La mission a été suivie d'une évaluation rapide inter-agence, le 21 avril, pour confirmer les chiffres et avoir une meilleure idée des besoins immédiats ainsi que pour convenir de la stratégie de réponse

BESOINS

• Un site de relogement temporaire (abris d'urgence, y compris les équipements EHA) à Gatumba reste une priorité absolue. Cependant, les personnes sinistrées ont également des besoins alimentaires urgents en raison de la perte des stocks

• En plus des mesures de prévention COVID-19 en place, telles que la limitation des trafics à la frontière entre le Burundi et la République démocratique du Congo qui ont causé l’arrêt des trafics transfrontaliers, ces inondations ont porté un préjudice supplémentaire à l'économie locale de Gatumba

• Plus de 400 Ha de cultures qui étaient presque prêtes à être récoltées ont été inondés, privant la population principalement agricultrice de nourriture

• Des milliers de maisons ont été inondées, détruites ou isolées en raison de vastes étendues d'eau. À l'heure actuelle, 6 010 ménages ont un besoin urgent d'un abri

• La plupart des objets ménagers ont été emportés ou détruits par les inondations. En conséquence, de nombreuses personnes n'ont plus de vêtements, de stocks de nourriture ou de produits de première nécessité tels que des couvertures, des ustensiles de cuisine et du matériel de collecte et de stockage d'eau

• Les latrines ont débordé, contaminant les zones inondées et les sources d'eau potable. Les enfants continuent à jouer dans ces eaux et les gens continuent de déféquer à l’air libre. Des nouvelles pathologies dont des démangeaisons cutanées s’observent sur les personnes qui traversent les zones inondées sans aucune protection. Les habitants ont aussi exprimé leur inquiétude face aux parasites présents dans l'eau. Les acteurs de la santé craignent la propagation de maladies endémiques dans la région, en particulier le paludisme et le choléra. Les moustiquaires sont nécessaires de toute urgence, en raison des nombreuses étendues d'eau stagnante. Les zones inondées doivent être désinfectées en permanence pour prévenir les risques sanitaires.
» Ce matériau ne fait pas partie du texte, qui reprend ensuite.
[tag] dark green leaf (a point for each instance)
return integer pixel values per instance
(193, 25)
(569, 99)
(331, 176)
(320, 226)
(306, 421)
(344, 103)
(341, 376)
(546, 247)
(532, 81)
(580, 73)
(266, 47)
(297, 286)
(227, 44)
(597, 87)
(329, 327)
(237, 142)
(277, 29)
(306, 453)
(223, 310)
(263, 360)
• 4 écoles fondamentales ont été complètement inondées, empêchant plus de 1 500 élèves de retourner à l'école pour le 3e trimestre de l’année scolaire en cours. Les enfants vivant dans les six quartiers touchés ont perdu tout leur matériel scolaire, ce qui rend difficile la reprise des cours.

• Bien que le nombre total de personnes touchées et de celles qui sont dans le besoin ne soit pas entièrement confirmé (les évaluations se poursuivent), les capacités des secteurs ne seront pas en mesure de couvrir tous les besoins humanitaires.